Ni corta ni perezosa decide aprenderse todas las palabras del diccionario, empezando por la A, por supuesto. Cuando se dirigen a ella con una palabra que desconoce no duda en contestar: «No he llegado a esa letra todavía».
No es este el método idóneo para aprender nuevas palabras. Para esto de la lengua no hay fórmulas mágicas ni inventos de última hora. La lectura sigue siendo el recurso más eficaz, más consistente y, ni que decir tiene, más divertido para aprender nuevas palabras. La lectura nos abre ventanas por las que nos asomamos a horizontes nuevos, lejanos, desconocidos. La lectura nos despeja caminos por los que nos internamos en realidades humanas, temporales o espaciales, muy distintas a las que nos rodean. Las palabras que vamos encontrando a lo largo del recorrido son herramientas que podrán sernos útiles en cualquier recodo del camino, del que estemos recorriendo hoy o de otro que nos atrevamos a emprender.

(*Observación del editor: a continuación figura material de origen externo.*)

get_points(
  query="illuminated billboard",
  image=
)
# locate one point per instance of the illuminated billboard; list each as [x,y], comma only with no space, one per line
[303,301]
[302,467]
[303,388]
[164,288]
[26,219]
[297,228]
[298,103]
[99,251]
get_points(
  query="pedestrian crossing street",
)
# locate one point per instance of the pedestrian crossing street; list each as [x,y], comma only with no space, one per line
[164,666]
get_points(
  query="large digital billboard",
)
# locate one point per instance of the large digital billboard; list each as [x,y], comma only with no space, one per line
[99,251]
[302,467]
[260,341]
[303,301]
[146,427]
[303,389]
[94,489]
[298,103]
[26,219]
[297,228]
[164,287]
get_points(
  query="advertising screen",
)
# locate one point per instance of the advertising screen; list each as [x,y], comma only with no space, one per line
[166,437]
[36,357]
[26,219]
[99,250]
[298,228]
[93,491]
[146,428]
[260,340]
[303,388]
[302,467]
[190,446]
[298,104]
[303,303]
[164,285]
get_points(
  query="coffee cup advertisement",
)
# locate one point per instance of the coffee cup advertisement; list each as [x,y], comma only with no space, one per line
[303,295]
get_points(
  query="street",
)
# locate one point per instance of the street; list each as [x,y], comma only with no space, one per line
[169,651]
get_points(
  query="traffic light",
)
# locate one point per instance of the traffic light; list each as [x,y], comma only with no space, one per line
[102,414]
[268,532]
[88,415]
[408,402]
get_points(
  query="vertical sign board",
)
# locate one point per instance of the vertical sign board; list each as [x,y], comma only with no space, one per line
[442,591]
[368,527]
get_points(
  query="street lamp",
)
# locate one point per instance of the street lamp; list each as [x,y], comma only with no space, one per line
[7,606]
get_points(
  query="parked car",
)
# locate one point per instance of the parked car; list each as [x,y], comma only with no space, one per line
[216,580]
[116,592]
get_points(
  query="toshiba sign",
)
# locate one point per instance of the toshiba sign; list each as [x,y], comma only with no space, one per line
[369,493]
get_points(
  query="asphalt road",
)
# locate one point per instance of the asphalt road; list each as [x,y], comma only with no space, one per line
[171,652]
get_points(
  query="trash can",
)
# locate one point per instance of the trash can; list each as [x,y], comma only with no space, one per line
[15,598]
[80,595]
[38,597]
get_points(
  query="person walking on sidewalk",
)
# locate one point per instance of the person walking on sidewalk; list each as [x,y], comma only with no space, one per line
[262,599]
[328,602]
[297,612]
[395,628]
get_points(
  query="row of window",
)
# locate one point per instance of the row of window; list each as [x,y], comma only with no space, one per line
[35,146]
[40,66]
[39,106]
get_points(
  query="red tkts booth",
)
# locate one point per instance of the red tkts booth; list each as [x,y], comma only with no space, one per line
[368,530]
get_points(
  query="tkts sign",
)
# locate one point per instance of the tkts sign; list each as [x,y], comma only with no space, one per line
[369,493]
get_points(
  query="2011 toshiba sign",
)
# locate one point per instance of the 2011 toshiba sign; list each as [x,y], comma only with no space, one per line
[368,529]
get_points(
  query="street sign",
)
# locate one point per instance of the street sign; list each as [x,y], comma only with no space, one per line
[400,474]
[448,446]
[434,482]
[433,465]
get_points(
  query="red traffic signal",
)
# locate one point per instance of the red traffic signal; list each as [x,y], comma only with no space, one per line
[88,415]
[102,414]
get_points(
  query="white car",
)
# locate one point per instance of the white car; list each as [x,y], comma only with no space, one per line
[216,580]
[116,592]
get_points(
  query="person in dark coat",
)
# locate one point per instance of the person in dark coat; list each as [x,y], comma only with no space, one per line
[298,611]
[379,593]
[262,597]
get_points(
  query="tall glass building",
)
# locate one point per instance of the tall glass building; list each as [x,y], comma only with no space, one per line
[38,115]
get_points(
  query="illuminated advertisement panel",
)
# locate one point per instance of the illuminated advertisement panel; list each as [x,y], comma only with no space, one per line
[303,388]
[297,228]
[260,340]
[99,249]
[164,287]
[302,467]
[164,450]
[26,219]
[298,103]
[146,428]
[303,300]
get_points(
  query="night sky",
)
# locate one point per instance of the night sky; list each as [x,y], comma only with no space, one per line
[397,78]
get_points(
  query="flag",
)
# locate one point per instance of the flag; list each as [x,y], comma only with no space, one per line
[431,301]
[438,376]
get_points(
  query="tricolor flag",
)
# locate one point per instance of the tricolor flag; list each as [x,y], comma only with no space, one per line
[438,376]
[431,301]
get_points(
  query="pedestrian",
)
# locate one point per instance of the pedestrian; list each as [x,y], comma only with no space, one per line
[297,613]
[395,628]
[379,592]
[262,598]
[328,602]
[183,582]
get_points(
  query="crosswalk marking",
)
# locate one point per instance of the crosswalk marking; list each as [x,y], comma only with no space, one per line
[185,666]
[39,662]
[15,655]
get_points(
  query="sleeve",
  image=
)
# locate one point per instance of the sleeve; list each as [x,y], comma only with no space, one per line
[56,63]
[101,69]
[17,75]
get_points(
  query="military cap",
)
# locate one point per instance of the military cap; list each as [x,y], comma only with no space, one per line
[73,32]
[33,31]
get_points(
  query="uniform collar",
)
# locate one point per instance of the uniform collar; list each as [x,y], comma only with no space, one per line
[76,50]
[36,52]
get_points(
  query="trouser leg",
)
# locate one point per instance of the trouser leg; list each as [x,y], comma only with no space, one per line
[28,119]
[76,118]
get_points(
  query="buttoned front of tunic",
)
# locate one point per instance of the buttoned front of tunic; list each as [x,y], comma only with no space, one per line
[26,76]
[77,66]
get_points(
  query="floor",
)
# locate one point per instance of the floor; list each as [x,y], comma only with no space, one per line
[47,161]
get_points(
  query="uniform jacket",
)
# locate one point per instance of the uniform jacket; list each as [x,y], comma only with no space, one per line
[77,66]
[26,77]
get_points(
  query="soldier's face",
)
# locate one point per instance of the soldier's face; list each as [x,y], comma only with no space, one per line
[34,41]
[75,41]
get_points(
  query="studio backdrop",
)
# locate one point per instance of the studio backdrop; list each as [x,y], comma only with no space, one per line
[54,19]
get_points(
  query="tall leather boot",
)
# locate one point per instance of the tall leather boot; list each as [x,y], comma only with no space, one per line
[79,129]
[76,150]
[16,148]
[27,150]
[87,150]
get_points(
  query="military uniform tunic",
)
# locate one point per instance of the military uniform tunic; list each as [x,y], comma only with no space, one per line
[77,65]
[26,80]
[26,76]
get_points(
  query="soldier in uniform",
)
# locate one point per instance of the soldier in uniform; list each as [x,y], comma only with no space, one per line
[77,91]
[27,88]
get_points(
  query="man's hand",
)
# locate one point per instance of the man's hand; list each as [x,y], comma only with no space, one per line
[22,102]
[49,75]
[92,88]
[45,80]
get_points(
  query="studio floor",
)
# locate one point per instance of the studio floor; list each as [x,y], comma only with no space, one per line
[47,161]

En el Museo de Pérgamo en Berlín vi una estatua antiquísima en cuyo pie estaban tallados caracteres primitivos de escritura alfabética. Un invento que ha permitido que disfrutemos de nuestra cultura desde las ancestrales tablillas de cera a nuestras modernas tabletas. Vivamos la extraordinaria experiencia de viajar a lomos de la palabra escrita echando en nuestras alforjas pequeñas herramientas que, en el momento menos pensado, pueden abrirnos una nueva puerta, una nueva ventana, un nuevo camino.